Since open source software may have some elements that might “be well-tested and others are not tested at all … having a production process behind that can be extremely beneficial,” he said, particularly for clients who are concerned with FDA regulatory compliance.
He added that validation is “a large problem and solving it effectively for top-tier pharma is difficult,” noting that his firm has “made some progress” in that regard.
Random’s Warnes agreed that validation for FDA requirements is a key issue for customers and said he is developing templates for users to accomplish their own validation tasks for RStat.
“As soon as you transition from the experimental use of R tools for research purposes to using the tools for FDA filings and addressing FDA questions, [pharmaceutical firms] hit this large wall, a documentation hurdle,” he said.
“The goal that I have is to take that wall down from being six man-weeks of work to being 20 hours worth of work,” Warnes said.
Backed by Intel
In January, Revolution received a Series A investment of an undisclosed amount from Intel Capital — support that Richard Schultz said should give the firm an advantage in the marketplace.

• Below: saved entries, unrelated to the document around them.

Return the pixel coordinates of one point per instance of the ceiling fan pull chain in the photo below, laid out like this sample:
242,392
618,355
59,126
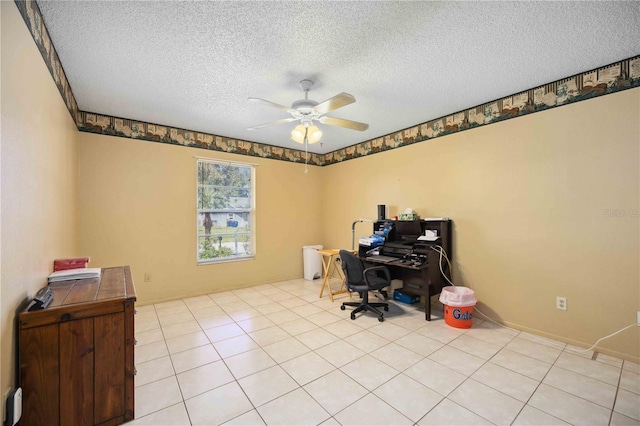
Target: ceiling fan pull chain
306,155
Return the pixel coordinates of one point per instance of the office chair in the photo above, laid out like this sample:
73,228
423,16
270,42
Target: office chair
363,280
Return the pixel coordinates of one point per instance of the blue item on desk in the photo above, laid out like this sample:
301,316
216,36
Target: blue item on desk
405,298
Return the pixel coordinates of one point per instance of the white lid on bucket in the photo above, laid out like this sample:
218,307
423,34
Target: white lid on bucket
457,296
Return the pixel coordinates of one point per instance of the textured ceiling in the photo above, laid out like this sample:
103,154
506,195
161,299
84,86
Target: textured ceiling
193,65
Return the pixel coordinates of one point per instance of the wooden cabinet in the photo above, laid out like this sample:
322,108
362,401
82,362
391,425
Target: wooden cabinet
76,356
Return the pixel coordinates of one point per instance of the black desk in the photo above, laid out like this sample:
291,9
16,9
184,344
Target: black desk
424,280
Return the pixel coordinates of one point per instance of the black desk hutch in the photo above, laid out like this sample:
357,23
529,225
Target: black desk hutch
416,262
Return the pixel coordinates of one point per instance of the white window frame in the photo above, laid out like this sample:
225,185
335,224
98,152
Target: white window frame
251,211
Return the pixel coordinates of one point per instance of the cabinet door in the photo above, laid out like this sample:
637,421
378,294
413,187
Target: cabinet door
76,372
39,371
109,386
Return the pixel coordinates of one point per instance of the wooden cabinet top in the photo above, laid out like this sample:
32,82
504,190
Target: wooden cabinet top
80,298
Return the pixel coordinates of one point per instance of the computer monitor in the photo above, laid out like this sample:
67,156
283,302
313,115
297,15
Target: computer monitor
408,230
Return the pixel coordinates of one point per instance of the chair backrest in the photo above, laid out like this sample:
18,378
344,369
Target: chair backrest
353,267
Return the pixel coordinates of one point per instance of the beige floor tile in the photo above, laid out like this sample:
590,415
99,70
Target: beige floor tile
214,320
618,419
339,353
628,404
490,334
316,338
252,418
293,302
156,396
244,314
419,344
539,351
440,333
409,397
335,391
389,331
530,416
307,367
306,412
267,385
205,378
146,322
342,328
370,372
298,326
153,370
322,319
181,318
306,310
397,356
187,341
630,381
371,410
270,308
457,360
224,332
569,408
582,386
506,381
235,351
176,415
249,362
587,367
180,329
366,341
206,311
285,350
151,351
435,376
192,358
522,364
486,402
269,335
449,413
235,346
283,316
218,405
255,323
475,347
151,336
198,302
631,366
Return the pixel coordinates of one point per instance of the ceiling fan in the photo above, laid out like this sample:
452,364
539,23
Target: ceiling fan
306,111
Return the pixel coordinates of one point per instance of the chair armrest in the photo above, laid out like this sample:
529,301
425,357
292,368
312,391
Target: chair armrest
374,270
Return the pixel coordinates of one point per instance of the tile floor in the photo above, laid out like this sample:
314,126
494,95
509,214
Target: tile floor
276,354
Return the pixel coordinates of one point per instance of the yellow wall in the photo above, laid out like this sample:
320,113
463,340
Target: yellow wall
137,204
39,175
542,206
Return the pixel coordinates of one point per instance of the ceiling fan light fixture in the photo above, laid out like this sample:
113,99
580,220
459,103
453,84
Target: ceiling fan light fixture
313,134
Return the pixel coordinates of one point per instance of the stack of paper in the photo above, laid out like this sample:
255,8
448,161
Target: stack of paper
74,274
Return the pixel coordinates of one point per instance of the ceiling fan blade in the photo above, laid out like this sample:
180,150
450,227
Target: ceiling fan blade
338,101
273,123
340,122
271,104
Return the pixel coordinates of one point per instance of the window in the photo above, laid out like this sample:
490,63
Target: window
226,211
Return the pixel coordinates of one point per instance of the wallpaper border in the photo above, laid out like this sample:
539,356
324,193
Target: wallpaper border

Intel Capital provided the funding under its Open Source Incubator Program, which “was created specifically to drive investments in open source projects and accelerate the adoption of open source on Intel platforms,” Intel said.
The chip giant has a longstanding involvement with the open source world, starting with an investment in Red Hat in 1998.
Intel was motivated, Schultz said, by Revolution’s focus on parallelization. “So there is some natural synergy from the high-performance computing aspect,” he said. “We help to optimize their chip performance.”
Revolution Computing has around 30 employees, including biostatisticians, software engineers, customer support personnel, and liaisons to the R community. The firm’s advisory board includes Apache Software founder Brian Behlendorf and VA Linux’s Larry Augustin and its board of directors includes officials from Intel and Red Hat.